"Magalí, ¿ya estás en camino? Estoy en el aeropuerto. Busque a un hombre con una bufanda azul, como la bandera de Euskadi." Se rió. "No te preocupes por el equipaje pesado. Nos encargaremos de todo."
Mi corazón se sentía ligero, como no lo había estado en años. Por primera vez, alguien me estaba ofreciendo apoyo sin esperar nada a cambio.
Llegué al aeropuerto. Las terminales bullían con el ajetreo habitual de despedidas y reencuentros. Caminé, mi pequeña maleta de mano rodando detrás de mí.
Entonces lo vi. Un hombre alto, con una sonrisa amable y una bufanda azul brillante. Oier. Irradiaba una energía tranquila y protectora. Se acercó a mí, sus ojos azules brillando con curiosidad.
"Magalí, ¡es un placer conocerte al fin!" Dijo, extendiendo una mano firme. "Oier Uría. Bienvenida."
"El placer es mío, Oier," respondí, sintiendo una punzada de esperanza.
"Vamos, tu vuelo está a punto de salir," dijo, tomando mi maleta de mano. "Te he conseguido un pase prioritario para el embarque. El decano está muy emocionado con tu llegada. Ha oído maravillas de tu trabajo."
Me sentí un poco abrumada. ¿Maravillas? Nunca nadie me había tratado con tanta deferencia, tanto respeto por mi talento. No Marco.
Mientras caminábamos hacia la puerta de embarque, Oier se detuvo un momento para buscar algo en su mochila, bloqueando mi vista momentáneamente. En ese instante, una figura familiar pasó a unos metros de nosotros.

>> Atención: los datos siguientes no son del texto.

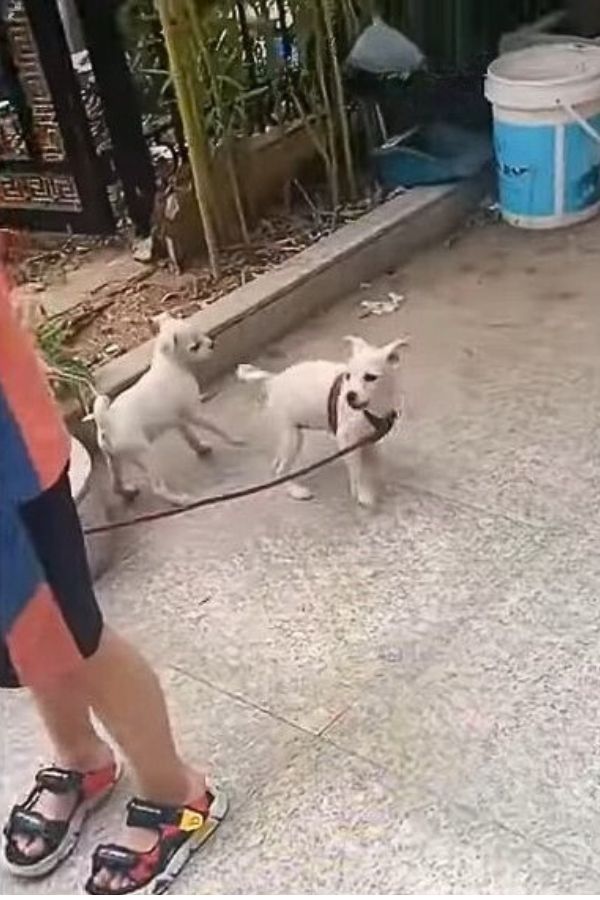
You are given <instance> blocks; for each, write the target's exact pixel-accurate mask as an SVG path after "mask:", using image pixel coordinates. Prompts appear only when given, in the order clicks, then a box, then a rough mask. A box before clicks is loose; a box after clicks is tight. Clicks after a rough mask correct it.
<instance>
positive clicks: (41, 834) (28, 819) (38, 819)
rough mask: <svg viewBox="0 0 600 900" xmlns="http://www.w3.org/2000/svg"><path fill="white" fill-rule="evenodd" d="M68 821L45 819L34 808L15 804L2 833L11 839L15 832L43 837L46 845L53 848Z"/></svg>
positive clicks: (31, 835)
mask: <svg viewBox="0 0 600 900" xmlns="http://www.w3.org/2000/svg"><path fill="white" fill-rule="evenodd" d="M67 826H68V822H67V821H65V820H64V819H56V820H53V819H47V818H46V817H45V816H43V815H42V814H41V813H39V812H36V811H35V810H34V809H24V808H23V807H22V806H15V807H14V808H13V810H12V812H11V814H10V816H9V819H8V822H7V825H6V828H5V829H4V833H5V835H6V837H7V838H9V839H11V838H12V837H13V835H15V834H26V835H28V836H29V837H40V838H43V840H44V842H45V844H46V846H47V847H49V848H51V849H54V848H55V847H57V846H58V844H59V843H60V842H61V840H62V839H63V836H64V834H65V831H66V830H67Z"/></svg>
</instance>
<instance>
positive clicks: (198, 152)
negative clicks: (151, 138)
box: [156, 0, 221, 280]
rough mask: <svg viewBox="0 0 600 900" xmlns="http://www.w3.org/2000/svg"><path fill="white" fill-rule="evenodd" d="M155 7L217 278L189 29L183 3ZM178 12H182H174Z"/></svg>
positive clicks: (218, 269) (218, 254) (168, 2)
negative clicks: (192, 77) (187, 146)
mask: <svg viewBox="0 0 600 900" xmlns="http://www.w3.org/2000/svg"><path fill="white" fill-rule="evenodd" d="M156 6H157V9H158V13H159V16H160V21H161V25H162V29H163V34H164V36H165V44H166V47H167V53H168V56H169V66H170V68H171V73H172V75H173V84H174V87H175V93H176V95H177V102H178V104H179V111H180V114H181V120H182V123H183V129H184V132H185V137H186V141H187V144H188V148H189V155H190V167H191V170H192V178H193V181H194V191H195V194H196V200H197V203H198V209H199V212H200V218H201V221H202V227H203V229H204V239H205V241H206V248H207V251H208V258H209V263H210V268H211V272H212V275H213V278H215V280H216V279H217V278H219V277H220V274H221V271H220V263H219V248H218V240H217V233H216V229H215V224H214V219H213V207H212V204H211V201H210V197H211V188H210V168H209V165H208V151H207V146H206V135H205V133H204V127H203V122H202V120H201V117H200V115H199V113H198V106H197V104H198V99H199V98H198V97H195V96H194V92H193V90H192V89H191V84H190V78H189V74H190V70H189V42H188V31H187V29H186V28H185V24H184V23H182V18H181V14H182V13H183V8H182V5H181V3H178V2H173V0H156ZM176 8H177V9H178V11H179V15H178V14H177V12H176V11H175V10H176Z"/></svg>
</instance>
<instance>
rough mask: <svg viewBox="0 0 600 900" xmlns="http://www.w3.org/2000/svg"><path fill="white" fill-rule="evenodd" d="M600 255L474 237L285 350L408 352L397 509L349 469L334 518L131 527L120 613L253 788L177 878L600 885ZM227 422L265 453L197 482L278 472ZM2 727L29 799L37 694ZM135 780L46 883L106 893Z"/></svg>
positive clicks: (228, 787)
mask: <svg viewBox="0 0 600 900" xmlns="http://www.w3.org/2000/svg"><path fill="white" fill-rule="evenodd" d="M599 246H600V223H599V222H594V223H592V224H590V225H587V226H584V227H582V228H579V229H576V230H573V231H570V232H565V233H553V234H539V235H538V234H525V233H521V232H518V231H512V230H509V229H508V228H506V227H504V226H501V225H493V226H492V225H490V226H487V227H485V228H475V229H473V230H471V231H468V232H467V233H465V234H464V235H463V236H461V237H460V239H459V240H457V241H456V242H454V243H453V244H452V245H451V246H450V247H446V246H444V247H438V248H436V249H434V250H432V251H430V252H428V253H425V254H423V255H421V256H419V257H418V258H416V259H415V260H414V261H413V262H412V263H410V264H409V265H407V266H406V267H404V268H403V270H402V271H401V272H398V273H396V274H394V275H390V276H389V277H387V278H386V279H383V280H382V281H381V282H379V283H377V284H375V285H373V286H372V287H371V288H369V289H367V290H364V291H362V292H361V294H360V297H358V296H357V297H353V298H349V299H348V301H347V302H345V303H342V304H340V305H338V306H337V307H336V308H335V309H334V310H332V311H331V312H329V313H327V314H326V315H324V316H322V317H319V318H315V319H314V320H313V321H312V322H311V323H310V324H309V325H308V326H306V327H305V328H303V329H302V330H300V331H298V332H297V333H295V334H294V335H292V336H290V337H289V338H288V339H286V340H285V341H283V342H281V343H280V344H278V345H277V346H276V347H273V348H272V350H271V352H270V353H269V354H267V355H265V357H264V358H262V359H261V360H260V362H261V363H263V364H267V365H270V366H272V367H273V368H280V367H282V366H284V365H285V364H287V363H288V362H289V361H292V360H295V359H298V358H305V357H310V356H327V357H330V356H338V355H339V354H341V353H342V352H343V347H342V342H341V337H342V336H343V335H345V334H348V333H352V332H354V333H357V332H358V333H362V334H364V335H365V336H366V337H370V338H372V339H373V340H381V341H382V342H383V340H386V339H390V338H391V337H392V336H393V335H394V334H396V333H404V332H409V333H410V334H411V335H412V339H413V346H412V349H411V350H410V352H409V353H408V355H407V358H406V363H405V373H406V374H405V383H406V391H407V417H406V421H405V423H404V425H403V427H402V428H400V429H399V430H398V431H397V432H396V433H395V435H394V436H393V437H390V438H389V439H388V440H387V441H386V443H385V448H384V452H385V457H386V468H385V473H386V481H387V492H386V497H385V500H384V502H383V504H382V508H381V510H380V512H378V513H377V514H370V513H368V512H365V511H363V510H357V509H355V508H354V507H353V506H352V504H351V502H350V500H349V497H348V493H347V488H346V483H345V472H344V469H343V467H342V466H341V465H338V466H335V467H332V468H331V469H329V470H327V471H322V472H320V473H319V474H318V475H316V476H315V477H314V478H313V479H312V483H313V484H314V487H315V491H316V494H317V496H316V499H315V500H314V501H313V502H312V503H307V504H295V503H294V502H293V501H291V500H289V499H288V498H287V496H286V495H285V494H283V493H279V492H276V493H270V494H265V495H261V496H259V497H257V498H254V499H251V500H248V501H243V502H240V503H237V504H232V505H228V506H222V507H218V508H215V509H212V510H205V511H200V512H198V513H195V514H190V515H186V516H184V517H181V518H178V519H173V520H171V521H170V522H168V523H159V524H156V525H153V526H152V527H148V528H145V529H144V530H136V531H135V532H131V533H128V534H125V533H123V534H122V537H121V538H120V544H119V547H118V558H117V561H116V564H115V566H114V568H113V569H112V571H111V572H110V573H109V574H108V575H106V576H105V577H104V579H103V580H102V581H101V582H100V585H99V595H100V598H101V601H102V604H103V606H104V609H105V611H106V614H107V616H108V617H109V618H110V619H111V621H112V622H113V623H114V624H115V625H117V626H118V627H119V628H121V629H122V630H123V631H124V632H125V633H127V634H128V635H130V636H131V637H132V639H133V640H135V642H136V643H137V644H138V646H140V648H142V649H144V650H145V652H146V653H147V654H148V655H149V656H150V658H151V659H152V660H153V661H154V663H155V664H156V665H157V666H158V668H159V669H160V671H161V674H162V678H163V681H164V684H165V687H166V690H167V694H168V697H169V702H170V704H171V707H172V710H173V715H174V718H175V722H176V726H177V730H178V733H179V735H180V739H181V742H182V746H183V747H184V749H185V751H186V753H187V754H188V755H189V756H190V758H191V759H194V760H195V761H197V762H198V763H200V762H204V761H206V762H208V763H209V764H210V767H211V769H212V770H213V771H214V773H215V774H216V775H217V776H219V777H220V779H221V780H222V781H223V783H224V784H225V785H226V786H227V788H228V790H229V792H230V794H231V802H232V808H231V814H230V816H229V818H228V820H227V822H226V823H225V824H224V826H223V828H222V830H221V831H220V833H219V834H218V836H217V837H216V838H215V840H214V841H213V842H212V843H211V844H210V845H209V846H207V848H206V850H205V851H203V852H202V854H201V855H199V856H198V857H197V859H196V861H195V862H194V863H193V864H192V865H190V867H189V868H188V869H187V870H186V872H185V874H184V875H183V876H182V878H181V880H180V882H179V883H178V890H179V891H181V892H185V891H187V892H189V893H251V892H254V893H278V892H295V893H311V892H313V893H317V892H331V893H338V892H349V893H357V892H363V893H386V892H398V893H410V892H414V893H427V892H436V893H437V892H439V893H445V892H454V893H476V892H481V893H488V892H495V893H596V892H598V890H599V889H600V791H599V789H598V784H599V779H600V747H599V743H600V741H599V737H598V736H599V734H600V669H599V666H598V650H599V625H598V611H597V610H598V601H597V598H598V592H599V584H600V578H599V576H600V562H599V561H598V539H599V537H600V513H599V511H598V510H599V499H600V480H599V478H598V476H599V474H600V454H599V451H600V432H599V427H598V423H599V422H600V354H599V353H598V346H599V344H600V303H599V301H598V296H599V292H598V284H599V282H600V255H599V254H598V247H599ZM388 290H394V291H396V292H397V293H403V294H406V296H407V298H408V299H407V302H406V304H405V306H404V307H403V309H402V310H401V311H400V312H399V313H396V314H395V315H393V316H389V317H382V318H379V319H377V318H370V319H366V320H361V319H360V318H359V310H358V306H357V303H358V300H359V299H362V298H363V297H365V296H367V295H372V296H374V297H381V296H385V294H386V292H387V291H388ZM212 407H213V409H212V414H213V415H214V416H215V418H220V419H221V420H222V421H223V422H226V423H227V424H228V425H229V428H230V429H234V430H237V431H238V432H243V433H245V434H246V435H247V436H248V439H249V446H248V449H246V450H242V451H240V450H231V449H221V448H216V452H215V455H214V459H213V460H212V461H210V462H206V463H204V462H202V463H199V462H198V461H197V460H195V459H194V458H193V456H192V455H191V454H190V453H189V452H188V451H187V449H186V448H184V447H183V446H181V445H180V444H179V442H177V441H176V440H174V439H173V440H170V439H169V440H166V441H165V443H164V445H163V447H162V454H163V457H164V463H165V466H166V467H167V468H168V467H169V464H171V465H175V466H176V471H175V473H174V475H173V482H174V484H175V485H178V484H179V485H180V486H182V487H189V482H190V480H193V481H194V482H195V485H196V490H197V491H198V493H199V494H202V493H208V492H213V491H215V490H217V489H224V488H227V487H230V486H233V485H239V484H244V483H248V482H255V481H258V480H261V479H262V478H264V477H265V476H266V474H267V471H268V455H269V448H270V442H271V441H270V437H269V435H268V434H267V433H266V432H265V430H264V428H263V424H262V422H261V419H260V414H259V411H258V409H257V406H256V403H255V400H254V397H253V393H252V391H251V390H250V389H249V387H248V386H247V385H245V386H242V385H237V384H235V383H234V382H233V381H228V382H226V383H224V385H223V390H222V393H221V395H220V396H219V398H218V399H217V400H215V401H214V403H213V404H212ZM328 446H329V444H328V443H327V440H326V439H325V438H323V439H321V438H316V439H314V440H311V441H310V443H309V445H308V448H307V456H311V455H312V456H317V455H319V454H320V453H321V452H322V451H323V450H325V449H327V447H328ZM0 721H1V722H2V724H3V727H2V729H1V733H2V735H3V738H2V740H3V743H4V745H5V747H4V750H5V761H4V760H3V765H2V773H1V777H2V782H1V793H0V803H1V806H2V809H5V808H7V807H8V805H9V803H10V802H11V800H12V799H13V798H14V796H15V794H17V793H18V792H19V790H21V789H23V788H24V787H25V786H26V785H27V784H28V782H29V779H30V777H31V772H32V770H33V767H34V765H35V764H36V763H37V762H38V761H40V760H41V759H43V753H42V747H41V745H40V743H39V741H38V739H37V737H36V734H37V731H36V725H35V722H34V719H33V716H32V711H31V709H30V708H29V706H28V704H27V701H26V699H25V698H23V697H20V696H18V695H6V694H5V695H4V696H2V697H1V698H0ZM129 791H130V785H128V784H127V783H124V784H123V785H122V786H121V787H120V788H119V791H118V795H117V796H116V797H115V798H114V799H113V800H112V801H111V803H110V805H109V806H108V807H107V808H106V809H105V810H103V811H102V812H101V813H99V815H98V816H97V817H96V818H95V819H94V822H93V824H92V825H91V827H90V828H89V829H88V830H87V831H86V833H85V835H84V837H83V840H82V843H81V852H80V853H79V854H78V857H77V859H76V860H72V861H70V862H69V863H67V864H66V865H65V867H64V868H63V869H62V870H61V871H60V872H59V873H57V874H56V875H55V876H53V877H52V878H51V879H50V880H49V882H48V883H46V884H45V885H39V887H35V886H34V889H36V890H39V891H40V892H42V890H43V892H45V893H48V892H50V893H52V892H58V891H63V892H77V891H78V890H80V889H81V885H82V884H83V881H84V878H85V872H86V871H87V857H88V856H89V853H90V852H91V849H92V847H93V845H94V844H95V843H97V842H98V841H99V840H107V839H111V838H112V837H113V836H114V835H115V829H116V828H117V822H118V820H119V817H120V815H121V814H122V803H123V802H124V801H125V799H126V797H127V795H128V792H129ZM2 877H3V878H5V880H3V881H2V880H0V886H1V888H2V890H3V892H4V893H7V894H12V893H18V892H20V891H23V890H29V889H30V887H29V886H27V885H24V886H22V885H20V884H19V883H17V882H15V881H13V880H11V879H8V878H6V877H5V876H2Z"/></svg>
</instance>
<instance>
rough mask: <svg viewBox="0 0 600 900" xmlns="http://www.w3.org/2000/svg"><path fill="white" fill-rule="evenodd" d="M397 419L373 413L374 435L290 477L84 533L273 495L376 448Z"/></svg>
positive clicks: (388, 431)
mask: <svg viewBox="0 0 600 900" xmlns="http://www.w3.org/2000/svg"><path fill="white" fill-rule="evenodd" d="M396 418H397V416H396V414H395V413H394V414H390V415H388V416H385V417H384V418H380V417H379V416H375V415H373V414H372V413H371V414H370V416H369V417H368V421H369V423H370V424H371V425H372V427H373V433H372V434H369V435H367V437H364V438H361V439H360V441H355V443H354V444H350V446H348V447H344V449H343V450H337V451H336V452H335V453H331V454H330V455H329V456H324V457H323V458H322V459H319V460H317V461H316V462H314V463H310V465H307V466H303V467H302V468H301V469H296V471H295V472H290V473H289V474H288V475H280V476H279V477H278V478H273V479H271V481H263V482H261V483H260V484H253V485H250V486H249V487H245V488H238V489H237V490H235V491H228V492H227V493H224V494H213V495H212V496H209V497H201V498H200V499H198V500H194V501H192V503H186V504H185V505H184V506H177V507H174V508H173V509H163V510H158V511H157V512H153V513H145V514H144V515H140V516H134V517H133V518H131V519H119V520H117V521H115V522H107V523H106V524H105V525H92V526H90V527H88V528H84V529H83V533H84V534H85V535H88V536H89V535H94V534H105V533H106V532H108V531H117V530H119V529H121V528H130V527H132V526H134V525H144V524H147V523H148V522H156V521H158V520H159V519H171V518H172V517H173V516H180V515H182V514H183V513H187V512H191V511H192V510H194V509H203V508H204V507H206V506H217V505H218V504H219V503H228V502H229V501H230V500H242V499H243V498H245V497H252V496H253V495H254V494H260V493H262V492H263V491H270V490H272V488H276V487H279V486H280V485H282V484H286V483H287V482H288V481H295V480H296V479H297V478H303V477H304V476H305V475H310V473H311V472H316V471H317V469H322V468H323V467H324V466H328V465H329V464H330V463H332V462H335V461H336V460H338V459H342V457H344V456H348V455H349V454H350V453H354V452H355V451H356V450H360V449H361V447H366V446H368V445H369V444H376V443H377V442H378V441H380V440H381V439H382V438H384V437H385V436H386V434H388V432H389V431H390V430H391V428H392V426H393V424H394V422H395V421H396Z"/></svg>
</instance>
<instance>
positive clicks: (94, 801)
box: [2, 746, 120, 878]
mask: <svg viewBox="0 0 600 900" xmlns="http://www.w3.org/2000/svg"><path fill="white" fill-rule="evenodd" d="M119 774H120V770H119V766H118V764H117V763H116V762H115V759H114V757H113V754H112V752H111V751H110V748H109V747H108V746H106V747H103V746H100V747H99V749H98V752H97V753H96V756H95V758H94V759H90V761H89V764H86V765H82V766H81V770H80V769H79V768H66V767H61V766H49V767H46V768H42V769H39V770H38V772H37V773H36V776H35V783H34V785H33V787H32V789H31V791H30V792H29V794H28V795H27V797H26V798H25V800H24V801H23V802H22V803H18V804H17V805H16V806H14V807H13V808H12V810H11V812H10V815H9V817H8V821H7V823H6V825H5V827H4V831H3V854H2V856H3V861H2V864H3V866H4V868H6V869H8V871H9V872H12V874H14V875H17V876H20V877H22V878H39V877H41V876H42V875H48V874H49V873H50V872H52V871H54V869H56V868H57V866H59V865H60V864H61V863H62V862H63V861H64V860H65V859H66V858H67V857H68V856H69V855H70V854H71V853H72V852H73V850H74V848H75V847H76V846H77V842H78V840H79V836H80V834H81V830H82V828H83V825H84V823H85V820H86V819H87V817H88V815H89V814H90V813H91V812H92V811H93V810H94V809H95V808H96V807H97V806H98V805H99V804H100V803H101V802H102V801H103V800H105V799H106V797H108V795H109V794H110V793H111V791H112V790H113V788H114V786H115V784H116V783H117V781H118V779H119Z"/></svg>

Una mujer rubia, alta, con un pañuelo de seda cubriéndole la boca. Marco.
Él estaba hablando por teléfono, su ceño fruncido, su mirada perdida. Berenice, a su lado, lo abrazaba del brazo, su cabeza apoyada en su hombro. Él ni siquiera la miró.
"¿Pasa algo, Magalí?" Oier preguntó, notando mi pausa.
"No, nada. Solo... el jet lag, supongo," respondí, forzando una sonrisa.
Marco y Berenice pasaron de largo, ajenos a mi presencia. Él no me vio. Una vez más. Sentí un vacío, un dolor familiar, pero esta vez, mucho más lejano. Ya no me afectaba de la misma manera. Esta vez, era una confirmación.
Oier me sonrió. "Vamos, el decano ha preparado un pequeño recorrido por el laboratorio. Tenemos el equipo más avanzado, Magalí. Y un equipo de campo esperándote en los Pirineos, listo para comenzar."
Subimos al avión. Me senté junto a la ventana, observando cómo la pista de aterrizaje se alejaba. Oier me entregó una postal de los Pirineos, con una imagen majestuosa de las montañas.
"Para que le escribas a casa," dijo, con una sonrisa.
Miré la postal. ¿Escribir a casa? ¿A quién? ¿A Marco, que creía que Berenice estaba embarazada y me había abandonado una y otra vez? ¿A la mansión que nunca fue mi hogar? No tenía a nadie.
Con una resolución repentina, arrugué la postal y la dejé caer en el bolsillo del asiento delantero.
"¿No tienes a nadie a quien escribir?" preguntó Oier, su voz suave, notando mi gesto.
"No," respondí, mi mirada fija en las nubes. "No tengo a nadie." Mi voz era firme.
Oier me miró, sus ojos llenos de comprensión. No de lástima, sino de pura comprensión.
El avión despegó, el rugido de los motores ahogando mis pensamientos. La Ciudad de México se encogía bajo mis pies, convirtiéndose en un mosaico de luces y sombras. Los recuerdos, los dolores, las humillaciones, todo se hacía más pequeño. Se desvanecía.
Sentí una profunda sensación de alivio. No era una huida. Era una liberación. Estaba reclamando mi vida, mi pasión, mi identidad. Y, lo más importante, estaba protegiendo al pequeño ser que crecía dentro de mí. Mi hijo. Nuestro hijo.
"Te prometo," susurré, mi mano sobre mi vientre, "que te daré un mundo donde serás amado, valorado y nunca, nunca, te sentirás invisible."
Las primeras luces del amanecer tiñeron el cielo de rosa y dorado. Una nueva vida. Un nuevo amanecer. Mi nuevo capítulo.